King Leopold II of Belgium, he killed and mutilated an estimated 10 million africans, while making them work as slaves to harvest rubber from the plants over there. If they didn’t harvest the rubber fast enough, he would have their hands or feet chopped off. Most of the time this happened to children who couldn’t keep pace with the adults that were harvesting the rubber.His regime forced Africans, at gunpoint, to work brutally hard at the tasks of empire: collecting ivory, tapping rubber, mining copper, building railroads, and carrying raw materials on their backs along narrow paths for miles. People who tried to avoid slavery were whipped, starved, and shot. Families were held hostage. People were raped and held as sex slaves. Crops were burned. Villages were leveled.

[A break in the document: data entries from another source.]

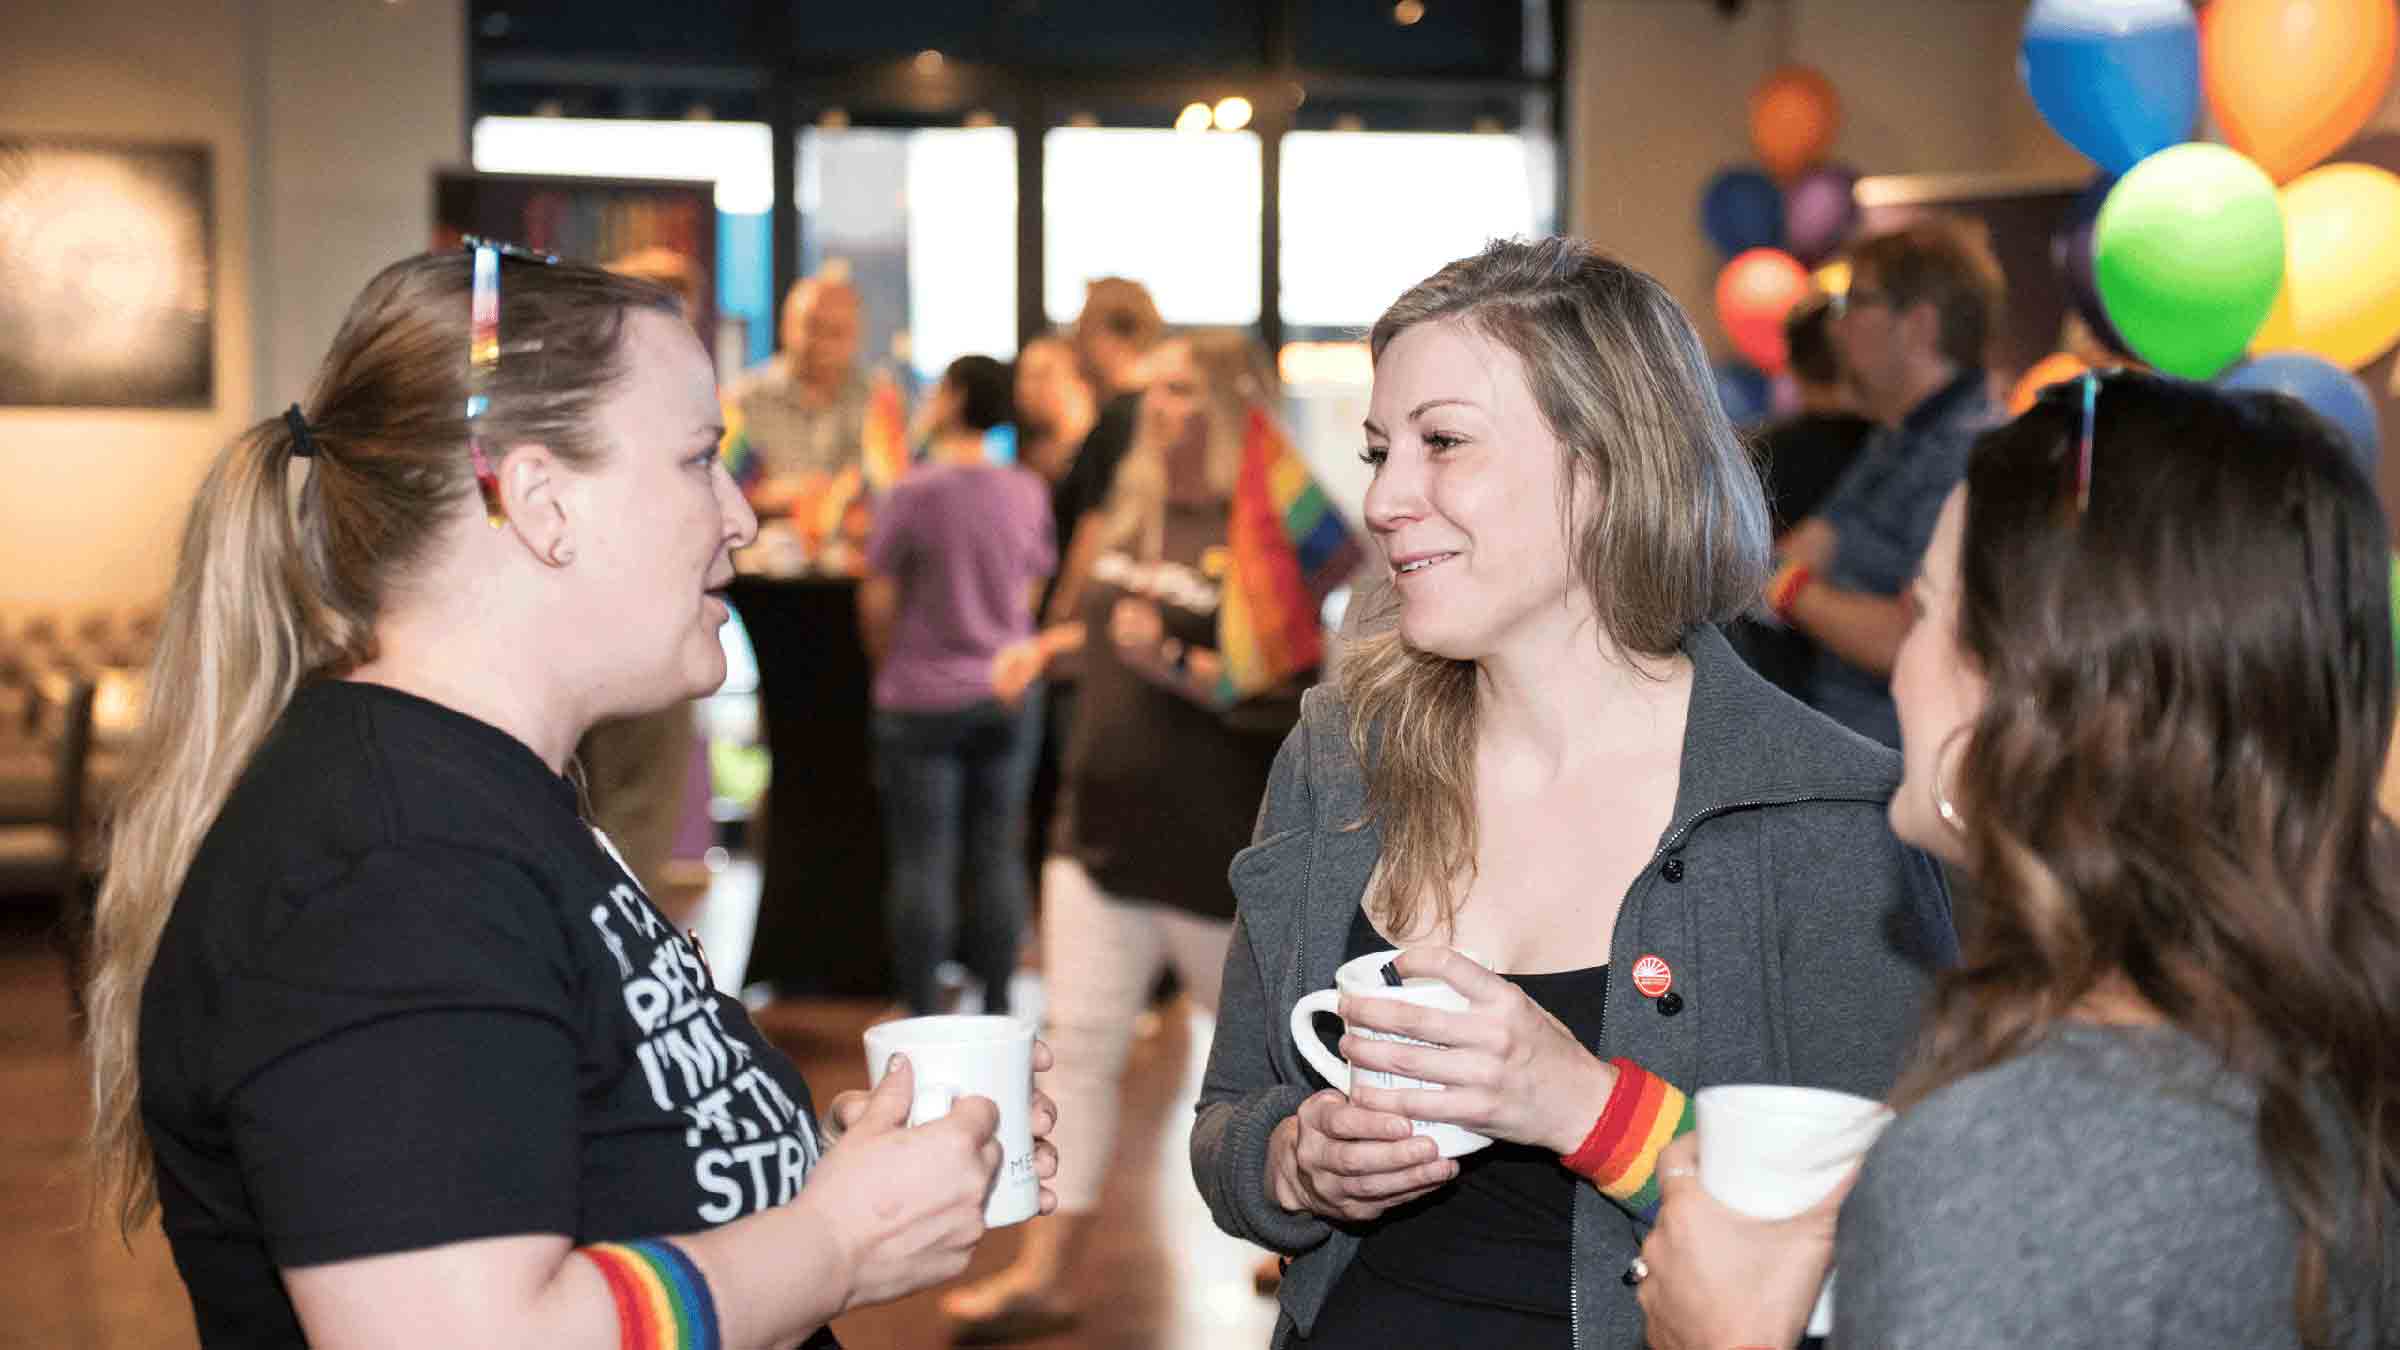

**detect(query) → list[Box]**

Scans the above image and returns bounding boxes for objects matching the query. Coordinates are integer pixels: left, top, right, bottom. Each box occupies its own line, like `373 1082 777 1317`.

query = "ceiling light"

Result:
914 49 945 75
1393 0 1426 25
1213 96 1253 132
1176 102 1213 133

A Belgian officer named Rene de Permentier was not untypical in his conduct. Hochschild writes, “If he found a leaf in a courtyard that women prisoners had swept, he ordered a dozen of them beheaded. If he found a path in the forest not well-maintained, he ordered a child killed in the nearest village.” And, if he wanted an afternoon of target practice, he used live human beings.
Tens of thousands of natives were murdered in cold blood. Many thousands more were worked to death. Large numbers of people became refugees, stripped of lands and crops, fleeing in terror at the approach of Leopold’s men. Many died from famines caused by Leopold’s army. Millions of people succumbed to diseases brought by Belgians, or illnesses that they might have survived had they not been under the Belgian fist. It was, says writer Algis Valiunas, “wickedness triumphant….Leopold merits a place among the great modern enemies of civilization.”